Mace just won an epic game of poker, and he got quitclaim deed to a ranch as payment. After making sure the deed was not a forgery, Roger headed out to the property to see his prize. When he got there, he found a full working ranch, cattle and all. When you show the supposed owner the deed, he laughs and kicks you off the property. What's going on?
A deed is a legal document that, if written correctly, transfers the ownership of real property (estate or land) from one person to another. The giver of the property is the grantor, while the receiver of the property is the grantee.
The idea of a deed is to document the transfer of real property from the grantor to the grantee and to satisfy the legal requirement that all land sold or given to another person has to be in writing. There are a few exceptions, but it holds true for almost all land transfers in the U.S.
Warranty Deed v. Quitclaim Deed
A warranty deed is the most common deed used when buying or selling real estate. This deed warrants or guarantees that the title will be free of any mortgages, liens and other problems with the title.
If land is sold using a warranty deed, the grantor will have to defend the grantee from any claims made or unpaid liens. This typically means that the sellers (or the title insurance company if they bought title insurance) will have to foot the bill for any legal representation needed to make the title clean.
Unlike a warranty deed, the receiver of a quitclaim deed gets only the interest, rights and ownership that the grantor had, and there is no guarantee that the title is clean.
For example, if you and your three siblings inherit your parents' property, and you quitclaim your property to another, the grantee only gets what you had: twenty five percent. The reason? Since there were other owners of the property, you cant give a third party your siblings' ownership without their signature. You can, however, transfer whatever rights you had to that person.
Back to the poker player. Whether Mace gets anything out of that deed depends solely on what interest the losing poker player possessed. If he owned a 50 percent share, then that's what Mace would get. So even though he got laughed off the property, the last laugh might be Mace's if he can prove the poker player owned anything.

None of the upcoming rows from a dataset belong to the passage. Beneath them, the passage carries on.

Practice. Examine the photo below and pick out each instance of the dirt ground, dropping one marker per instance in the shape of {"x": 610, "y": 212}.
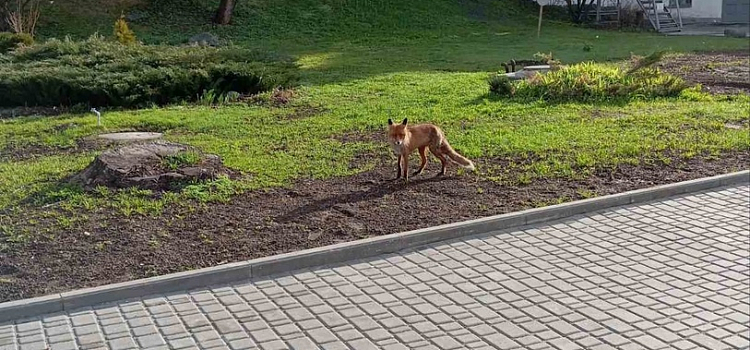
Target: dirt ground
{"x": 107, "y": 247}
{"x": 718, "y": 72}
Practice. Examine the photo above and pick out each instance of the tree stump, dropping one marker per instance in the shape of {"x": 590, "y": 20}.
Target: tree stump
{"x": 158, "y": 165}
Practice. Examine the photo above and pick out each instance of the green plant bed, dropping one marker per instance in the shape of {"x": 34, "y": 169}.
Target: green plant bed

Advantages and Disadvantages
The advantage of a quitclaim deed is that it's quick (which is why it's often mistakenly called a 'quick claim deed'), as there are few documents, and can be done with just some signatures and a notary or witnesses. The disadvantage is, the grantee has no idea what he/or she is getting. The property might have been sold already or even condemned by the city.
For example, if you bought some land using a quitclaim deed, and the property was about to be foreclosed for back taxes, you would have no recourse against the seller. If you had received a warranty deed, then the seller would guarantee that the title was free and clear, and those encumbrances would have to taken care of before you received the deed.
Types of Quitclaim Deeds
Another common usage today is what's loosely termed a divorce deed. In a divorce, quitclaim deeds are often used to give one spouse or another full ownership of the house and land. Since both parties know about any encumbrances or title problems, it isn't necessary to guarantee anything. However, if there still is a mortgage on the property, this will not release the grantor of any mortgage obligation.

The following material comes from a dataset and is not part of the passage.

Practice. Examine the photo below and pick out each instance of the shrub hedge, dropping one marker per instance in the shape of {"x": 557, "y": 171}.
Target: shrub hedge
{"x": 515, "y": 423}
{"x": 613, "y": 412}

Divorce isn't the only time married couples might want a quitclaim deed. Lets say both want to refinance, but one has poor credit. In some states, you can use a quitclaim deed to transfer the property to the spouse with the good credit to get a better loan rate. This could be a problem, however, if they later divorce.
Sheriff's deeds and tax deeds are also forms of quitclaim deeds. In many states, a sheriff will handle a judicial foreclosure, and then use a quitclaim deed, often called a sheriff's deed to convey the property.

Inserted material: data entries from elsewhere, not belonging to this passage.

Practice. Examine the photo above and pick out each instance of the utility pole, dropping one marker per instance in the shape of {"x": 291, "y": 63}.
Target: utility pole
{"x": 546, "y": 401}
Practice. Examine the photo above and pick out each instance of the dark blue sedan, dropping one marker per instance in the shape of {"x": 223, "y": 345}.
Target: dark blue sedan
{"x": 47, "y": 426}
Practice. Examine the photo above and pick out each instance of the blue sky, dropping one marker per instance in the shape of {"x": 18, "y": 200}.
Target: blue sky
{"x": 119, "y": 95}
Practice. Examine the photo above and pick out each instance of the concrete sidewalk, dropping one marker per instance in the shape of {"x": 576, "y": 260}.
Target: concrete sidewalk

The intention of this process is to pay off all liens and encumbrances, including back taxes, so that the buyer gets a clean title. However, that doesn't always happen, and since a sheriff's deed does not warrant a clean title, the buyer might get stuck with the debt or ownership problems.
Similar to a sheriff's deed, a tax deed is another form of quitclaim deed. If you buy a home at a tax auction, you make arrangements to pay off the taxes and any other encumbrances before you get title.
However, often there is not enough money to pay off all of the liens, and the new buyer might be responsible for those. Also, there might be some person with a claim on the land, and the new buyer will have to defend their title to the property without any help from the previous owner.
A quitclaim deed is used to transfer property from one party to another. The are typically simple to execute, thus making the process quick. However, a quitclaim deed only gives the grantee whatever ownership interest the grantor had. There are no warranties of a clean title and no guarantee that the buyer will not have to deal with liens and other owners' interest.
Unlike a quitclaim deed, a warranty deed does guarantee that the title is free and clear of any liens, taxes, mortgages and anyone else with an ownership interest.
Quitclaim deeds are often used in sheriff's auctions, tax auctions, and marital couples wishing to grant one party full ownership of the property either during the marriage or in a divorce.
- Divorce deed - one spouse gives the other full ownership of the house and land in a divorce.
- Sheriff's deed - a buyer at a sheriff's sale gets property for the price of the previous owner's judicial process fees.
- Tax deed - auctioned property where the sale usually covers back taxes.